Wednesday, March 9, 2016

The Parts of a Tabla

"Tabla is the most common drum in India," according to author David Courtney. It's an instrument that is found in Pakistan, Bangladesh, Afghanistan and the U.S. The music of India has been passed down in apprenticeship style and slowly developed over the course of more than 200 years. For any serious instrumentalist who wants to learn the tabla, he or she first must become accustomed to drum's individual parts. Without this knowledge, it is difficult for teacher and student to discuss playing techniques.

Pudi

This is the top of the tabla and functions as the drumhead. The performer strikes it with his or her hand to produce sound.
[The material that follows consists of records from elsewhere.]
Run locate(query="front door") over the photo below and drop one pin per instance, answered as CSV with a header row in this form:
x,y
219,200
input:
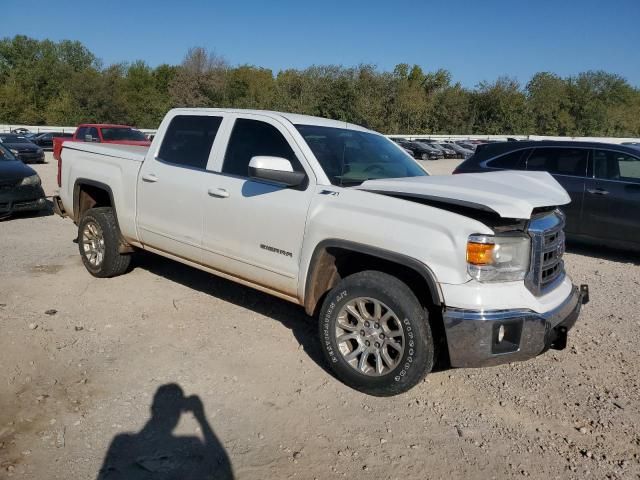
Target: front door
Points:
x,y
612,197
252,229
171,187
The pudi also traditionally is made from the hide of a deer.

Tasma

The straps that come off the pudi are known as the tasma. The straps generally are made of leather and their main function is to keep the pudi secure.

Gatta

The dowels found on the side of a tabla are referred to as gatta. Gatta measure 7-by-3 centimeters and are a cylindrical shape, according to Sirishkumar.com. These dowels are used to tune the instrument by increasing and decreasing tension.

Lakadi

The lakadi is a wooden shell that swirls around the tabla. It helps give the instrument some of its characteristic sounds.

Pital

This is similar to the lakadi, except it appears high up on the instrument and is made of brass. This shell creates additional resonance within the instrument.

Kundal

This is a hoop that stretches along the exterior of the tabla. It helps keep the tasma in place and aids in holding the instrument together.